神話の中でウラヌス(天王星)は、次々と子どもを作るくせに、子どもに神界の統治権が渡ることを恐れて、妻のガイア(地球)に子を産まないように、子宮に押し戻し続けました。
その苦しさに耐えきれなくなったガイアは、どうにかしてウラヌスの子作りを止めようとし、それに手を貸したのが末子のクロノス(土星)です。
ガイアから受け取った鎌で、クロノスは父に襲いかかって、これ以上子作りができないように去勢しました。ウラヌスの性器が海に落ちると、それが白い泡となり、そこから愛と美の女神アプロディーテ(金星)が誕生したとされています。
イリュージョンのような神話ですが、この部分を読むと、アプロディーテは母を持たない、ウラヌスの娘と思えます。パラスがゼウスの娘であるように、ここにも「父の娘」という元型がありますね。
無慈悲な姦淫を果てしなく繰り返したウラヌスの性器から誕生したことを思うと、美しいアプロディーテはひたすら産み出し続ける性愛の女神であるのでしょう。

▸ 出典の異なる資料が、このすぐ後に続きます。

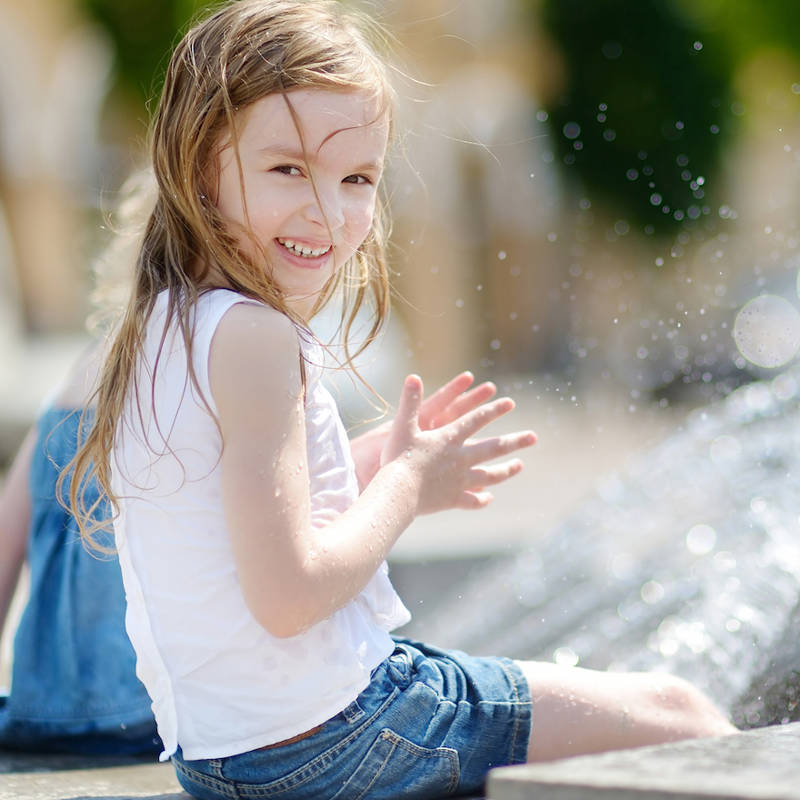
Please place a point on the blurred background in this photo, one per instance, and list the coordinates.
(595, 203)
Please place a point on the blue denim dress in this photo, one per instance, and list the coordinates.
(73, 687)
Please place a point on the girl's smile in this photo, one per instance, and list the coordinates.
(301, 197)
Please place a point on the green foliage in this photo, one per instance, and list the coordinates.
(143, 32)
(645, 106)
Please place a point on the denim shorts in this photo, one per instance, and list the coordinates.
(431, 723)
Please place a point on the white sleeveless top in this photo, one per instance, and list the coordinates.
(219, 682)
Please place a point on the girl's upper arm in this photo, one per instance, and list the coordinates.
(256, 383)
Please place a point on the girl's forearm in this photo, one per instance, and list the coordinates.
(338, 560)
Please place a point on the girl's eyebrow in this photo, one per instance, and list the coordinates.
(291, 152)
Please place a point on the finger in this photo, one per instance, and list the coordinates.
(481, 477)
(480, 417)
(465, 403)
(474, 500)
(484, 450)
(407, 416)
(442, 397)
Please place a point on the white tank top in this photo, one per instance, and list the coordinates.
(219, 682)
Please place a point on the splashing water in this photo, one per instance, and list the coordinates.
(690, 563)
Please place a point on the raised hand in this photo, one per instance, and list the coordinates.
(445, 405)
(449, 468)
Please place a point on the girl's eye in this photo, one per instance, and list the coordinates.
(357, 179)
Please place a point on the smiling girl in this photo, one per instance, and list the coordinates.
(252, 535)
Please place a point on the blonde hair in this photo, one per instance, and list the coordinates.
(242, 52)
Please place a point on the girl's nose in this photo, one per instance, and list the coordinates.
(325, 209)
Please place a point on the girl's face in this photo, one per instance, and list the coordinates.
(308, 203)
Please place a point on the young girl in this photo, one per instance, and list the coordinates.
(252, 536)
(73, 685)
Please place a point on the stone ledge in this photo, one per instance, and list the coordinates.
(30, 777)
(761, 764)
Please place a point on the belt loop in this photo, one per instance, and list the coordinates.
(353, 713)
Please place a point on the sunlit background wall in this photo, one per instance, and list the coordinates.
(591, 197)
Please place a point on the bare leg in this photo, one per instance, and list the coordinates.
(578, 711)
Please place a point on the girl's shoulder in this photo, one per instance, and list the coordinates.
(250, 339)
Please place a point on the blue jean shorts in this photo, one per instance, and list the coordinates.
(430, 724)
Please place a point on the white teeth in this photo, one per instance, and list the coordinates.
(300, 250)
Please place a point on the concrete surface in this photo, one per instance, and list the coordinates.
(26, 777)
(757, 765)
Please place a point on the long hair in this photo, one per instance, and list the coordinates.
(242, 52)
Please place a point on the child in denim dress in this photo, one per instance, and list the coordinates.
(252, 534)
(74, 687)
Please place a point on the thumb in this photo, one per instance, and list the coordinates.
(407, 416)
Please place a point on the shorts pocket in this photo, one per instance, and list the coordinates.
(395, 767)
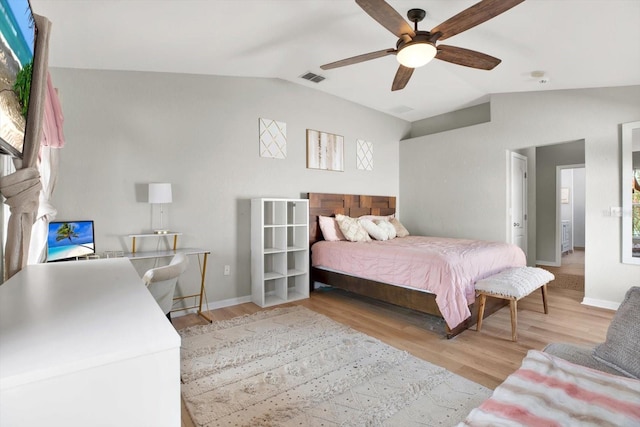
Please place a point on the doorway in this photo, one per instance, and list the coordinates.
(570, 226)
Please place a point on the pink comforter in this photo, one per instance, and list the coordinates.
(446, 267)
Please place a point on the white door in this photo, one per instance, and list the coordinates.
(518, 220)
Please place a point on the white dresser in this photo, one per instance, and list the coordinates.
(83, 343)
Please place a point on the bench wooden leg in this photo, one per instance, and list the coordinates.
(483, 300)
(513, 305)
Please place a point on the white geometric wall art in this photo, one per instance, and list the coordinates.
(325, 151)
(364, 155)
(273, 139)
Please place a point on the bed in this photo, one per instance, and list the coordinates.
(388, 289)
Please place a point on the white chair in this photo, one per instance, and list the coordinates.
(161, 282)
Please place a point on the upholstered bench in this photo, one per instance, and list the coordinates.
(513, 284)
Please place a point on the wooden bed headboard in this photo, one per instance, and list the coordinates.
(352, 205)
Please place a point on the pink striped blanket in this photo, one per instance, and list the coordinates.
(549, 391)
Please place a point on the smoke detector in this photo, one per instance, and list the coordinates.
(540, 76)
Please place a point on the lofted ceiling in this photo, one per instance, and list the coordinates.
(576, 43)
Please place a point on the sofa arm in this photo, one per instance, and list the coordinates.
(579, 355)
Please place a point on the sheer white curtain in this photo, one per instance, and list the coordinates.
(22, 188)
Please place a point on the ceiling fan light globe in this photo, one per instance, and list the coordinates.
(416, 55)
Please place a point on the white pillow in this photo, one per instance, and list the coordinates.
(387, 227)
(330, 230)
(374, 231)
(375, 218)
(352, 229)
(400, 230)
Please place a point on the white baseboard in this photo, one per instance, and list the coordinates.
(548, 263)
(601, 303)
(214, 305)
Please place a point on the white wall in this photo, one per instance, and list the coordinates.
(454, 183)
(200, 133)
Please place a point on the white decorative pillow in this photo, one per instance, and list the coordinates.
(374, 231)
(400, 230)
(388, 227)
(351, 228)
(375, 218)
(330, 229)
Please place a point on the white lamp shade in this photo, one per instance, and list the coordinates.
(159, 192)
(416, 55)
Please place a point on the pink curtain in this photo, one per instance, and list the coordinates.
(52, 142)
(22, 188)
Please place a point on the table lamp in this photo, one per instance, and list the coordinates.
(160, 193)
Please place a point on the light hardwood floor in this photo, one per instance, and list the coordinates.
(486, 357)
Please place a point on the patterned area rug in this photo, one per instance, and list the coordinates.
(294, 367)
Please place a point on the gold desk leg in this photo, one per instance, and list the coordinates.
(203, 292)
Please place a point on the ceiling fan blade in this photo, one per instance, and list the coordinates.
(466, 57)
(386, 16)
(472, 16)
(402, 78)
(359, 58)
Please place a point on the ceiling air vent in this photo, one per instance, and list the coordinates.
(312, 77)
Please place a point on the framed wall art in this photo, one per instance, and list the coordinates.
(325, 151)
(364, 155)
(273, 139)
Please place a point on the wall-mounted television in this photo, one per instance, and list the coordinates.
(17, 47)
(70, 240)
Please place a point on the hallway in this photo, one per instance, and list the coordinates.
(570, 275)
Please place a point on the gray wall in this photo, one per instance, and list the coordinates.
(453, 183)
(200, 133)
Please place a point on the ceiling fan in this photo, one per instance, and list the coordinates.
(416, 48)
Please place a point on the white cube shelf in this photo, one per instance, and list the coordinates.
(279, 250)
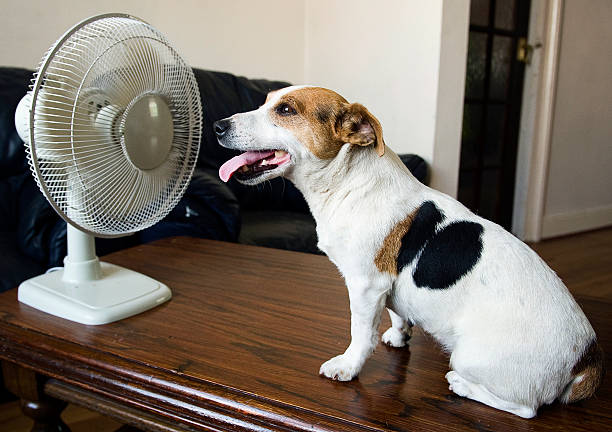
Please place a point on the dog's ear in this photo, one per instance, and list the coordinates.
(356, 125)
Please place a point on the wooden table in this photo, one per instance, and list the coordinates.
(239, 348)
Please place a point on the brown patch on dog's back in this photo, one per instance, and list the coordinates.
(591, 367)
(386, 258)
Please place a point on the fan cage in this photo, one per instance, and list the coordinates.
(84, 85)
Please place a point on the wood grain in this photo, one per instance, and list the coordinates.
(240, 344)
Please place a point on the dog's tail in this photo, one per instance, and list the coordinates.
(587, 375)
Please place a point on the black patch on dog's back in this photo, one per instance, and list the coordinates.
(323, 114)
(423, 227)
(449, 255)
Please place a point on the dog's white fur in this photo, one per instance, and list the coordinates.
(513, 330)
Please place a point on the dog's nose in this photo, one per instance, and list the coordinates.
(221, 127)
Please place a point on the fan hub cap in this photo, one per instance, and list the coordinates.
(147, 131)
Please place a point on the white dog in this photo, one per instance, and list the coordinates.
(516, 336)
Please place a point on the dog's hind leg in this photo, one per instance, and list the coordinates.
(400, 331)
(478, 392)
(367, 298)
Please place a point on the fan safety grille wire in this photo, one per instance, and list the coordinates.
(84, 85)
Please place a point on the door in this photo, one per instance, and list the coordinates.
(494, 82)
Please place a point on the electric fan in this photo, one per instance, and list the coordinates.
(112, 132)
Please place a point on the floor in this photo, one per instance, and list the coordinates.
(583, 261)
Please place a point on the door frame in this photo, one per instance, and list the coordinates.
(536, 121)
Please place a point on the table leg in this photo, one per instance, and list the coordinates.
(35, 404)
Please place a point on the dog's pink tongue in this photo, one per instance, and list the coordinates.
(231, 166)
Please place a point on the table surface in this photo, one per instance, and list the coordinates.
(240, 344)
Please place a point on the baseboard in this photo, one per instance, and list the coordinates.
(558, 224)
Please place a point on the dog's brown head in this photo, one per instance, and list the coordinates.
(294, 124)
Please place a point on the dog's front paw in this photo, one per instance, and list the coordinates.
(457, 384)
(339, 368)
(395, 337)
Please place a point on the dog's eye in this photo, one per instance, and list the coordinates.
(285, 109)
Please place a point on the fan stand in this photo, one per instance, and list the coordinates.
(91, 292)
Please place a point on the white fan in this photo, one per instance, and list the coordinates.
(112, 130)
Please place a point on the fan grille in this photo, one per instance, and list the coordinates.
(86, 83)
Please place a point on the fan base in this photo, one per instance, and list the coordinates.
(120, 293)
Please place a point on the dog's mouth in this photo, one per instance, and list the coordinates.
(252, 164)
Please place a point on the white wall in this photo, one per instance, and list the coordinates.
(388, 56)
(403, 59)
(239, 36)
(579, 188)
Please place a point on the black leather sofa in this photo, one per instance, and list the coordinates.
(33, 236)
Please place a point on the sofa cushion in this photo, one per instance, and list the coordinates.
(280, 230)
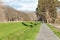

ちなみに金星と天王星だけが他の太陽系の惑星とは逆方向に自転していて、天王星の記号には金星の記号が含まれていることからも、このふたつの星が密接な関係にあることが窺えます。
天王星が無尽蔵に次々と産み出すものが、アイデアや新しいひらめきだとすると、金星が産み出すものはやはり、愛と美ですよね。
世界中で愛と美の創造が一瞬たりとも止まることがありません。
いま、この瞬間もアーティストたちは新しいアートの創造を続けていて、その時々で洗練された美を競い合い、頂点を極めた作品は時代を超えて残され、後世のアーティストたちにインスピレーションを与え続けます。
天王星は世代を超える長期記憶の保持と、そこにアクセスする能力を象徴しますが、私たちは金星を通して、残された建築物や彫刻や絵画や楽曲や詩などから、それらと通じ合うことができるのでしょう。
また、それらにインスパイアされて、最新のトレンドが絶えず生み出され続けます。ファッション、音楽、アート、メディア、マンガ、ゲームなどなどの流行のシーンにおいて、いつの時代も金星が世界に煌めきをもたらしています。
金星と天王星は通じ合うので、天王星が司る最新技術やインターネットメディアは金星と相性が良く、老若男女の誰もが面白い作品を次々とクリエイトしては、世界に生み出し続けています。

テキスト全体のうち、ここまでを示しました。